De boerderij ging daarna een onzekere toekomst tegemoet. De opgerichte Stichting Hermans Dijkstra, die het gebouw had verworven, moest nu een plan maken voor restauratie en exploitatie.

In de jaren 1998-2002 werd de boerderij gerestaureerd en werd er in het kader van de Erfgoedlogies, een appartementsgebouw en beheerderwoning gebouwd.
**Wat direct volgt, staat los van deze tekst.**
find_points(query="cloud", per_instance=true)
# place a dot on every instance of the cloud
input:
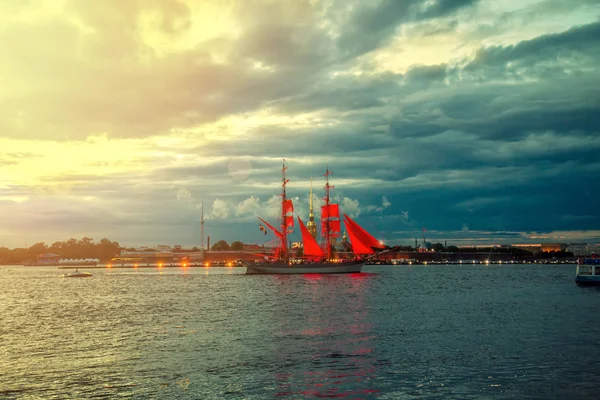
(124, 120)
De boerderij kreeg in de schuur een restaurantgedeelte met een keuken.

Het interieur werd in oude staat teruggebracht en de Stichting Hermans Dijkstra wenste een authentieke inrichting van voorhuis en schuur, zodat de boerderij behalve als restaurant, ook een beeld zou geven van de vroegere rijkdom van de Oldambtster landbouwers.

Na de restauratie

Nadat de boerderij in 2002 werd opgeleverd, hervatte de dorpsvereniging de openstelling op de monumentendag. De gerestaureerde boerderij bood wegens het feit dat het niet werd bewoond, een prachtige mogelijkheid om alle kamers te benutten en zo ontstonden de eerste plannen tot living history.

Wassen op de stoep, arbeiders in de schuur, het boerengezin en de meiden, elk jaar op monumentendag werd de groep groter, huurde men meer kleren en ging men zelf aan de slag om kleding te verzamelen. Werkkleding, klompen, mutsen, hoge hoeden en zwarte pakken, alles werd door mensen bij de boerderij afgeleverd om te gebruiken tijdens de open dagen.

De living history bij Boerderij Hermans Dijksta groeide uit tot een geweldig feest. We streven naar zoveel mogelijk authenticiteit, puur genieten, zonder patatkar en braadworst.